D’une part, certains enseignants voient l’évolution se poursuivre selon le schéma actuel, avec tout de même l’idée de continuer d’apprendre, de se diversifier et de se former. Ce désir est justifié par un enseignant comme la volonté de ne pas tomber dans une forme de routine qui, associée à l’uniformisation progressive de l’enseignement, supprimerait toute motivation à exercer ce métier. Ce même désir est justifié par un autre enseignant

selon l’idée suivante : se renouveler pour mieux s’adapter, et ne pas rester enfermé dans une forme de « conservatisme » (Huberman et al., 1989), menant au sentiment d’être dépassé par l’évolution.

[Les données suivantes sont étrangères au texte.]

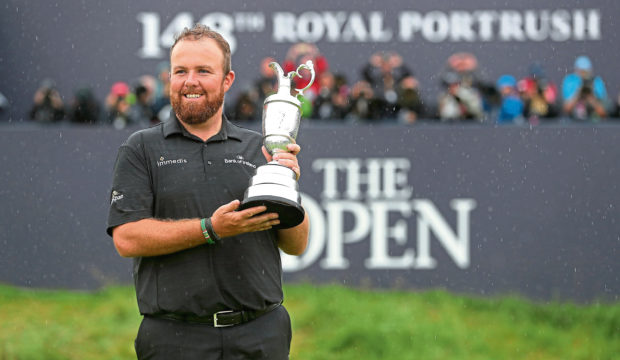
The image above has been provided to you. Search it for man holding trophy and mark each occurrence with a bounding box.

D’autre part, tous les enseignants mentionnent la tendance qui est celle de l’uniformisation de l’enseignement. Certains l’évoquent comme étant irrémédiable, quand d’autres y apportent une pointe d’optimisme en disant que si évoluer c’est s’adapter, alors l’uniformisation n’arrivera jamais à supprimer la singularité de chacun (Monetti, 2002 ; Sikes 1985, cité par Gohier et al., 2001).

4.8.3 Synthèse

Comme nous en avons déjà fait mention, l’avenir de la profession peut être prédit en se basant notamment sur les invariants relatifs à cette profession. Or, la présence de ces invariants n’est pas la seule dimension à prendre en considération. En effet, les instabilités sont aussi constitutives de cette prédiction. Cependant, l’instabilité ayant à son fondement le concept de changement, une prédiction exacte ne sera jamais autre chose qu’une approximation de l’orientation que l’enseignement pourra prendre ou ne pas prendre.

En nous basant à la fois sur les propos tenus par les membres de nos deux échantillons ainsi que sur notre cadrage conceptuel, les invariants de la profession seraient les suivants : la présence d’une diversité intra et inter enseignants, la présence du noyau

« classe » (Tardif et Lessard, 2009), la présence d’un certain équilibre entre contrainte et liberté, ainsi qu’entre identité personnelle et identité professionnelle (Mireille Cifali in Jacquet-Francillon, 1997).

Ces invariants sont donc une base autour de laquelle gravitent un certain nombre de dimensions qui varient entre autres au fil du temps, de l’expérience, de l’identité professionnelle, de l’identité personnelle. Les autres variables relevées dans les discours des enseignants de nos échantillons sont les suivantes : le contexte social et politique, l’apprentissage perpétuel effectué à titre singulier par chacun des enseignants, le type d’équilibre trouvé entre liberté/contrainte et identité personnelle/professionnelle à titre singulier par chacun des enseignants.

Selon le rapport que les enseignants construisent à chacune de ces dimensions qu’elles soient variables ou non, l’avancée vers un type d’évolution plutôt qu’une autre sera effectuée. En cela, nous pouvons donc rejoindre Gohier et al. (2001) dans l’idée que la construction d’une identité professionnelle est en constante évolution, et que l’enseignant a « son mot » à dire quant à la tournure que peut prendre l’exercice de sa profession et

Laura GOSTELI | Septembre 2013 97

donc par ce biais, la construction de son identité professionnelle. Ainsi et comme nous le pensons depuis le début de notre processus de recherche, le statut d’enseignant n’est jamais totalement acquis, il se construit et se reconstruit tout au long d’une carrière.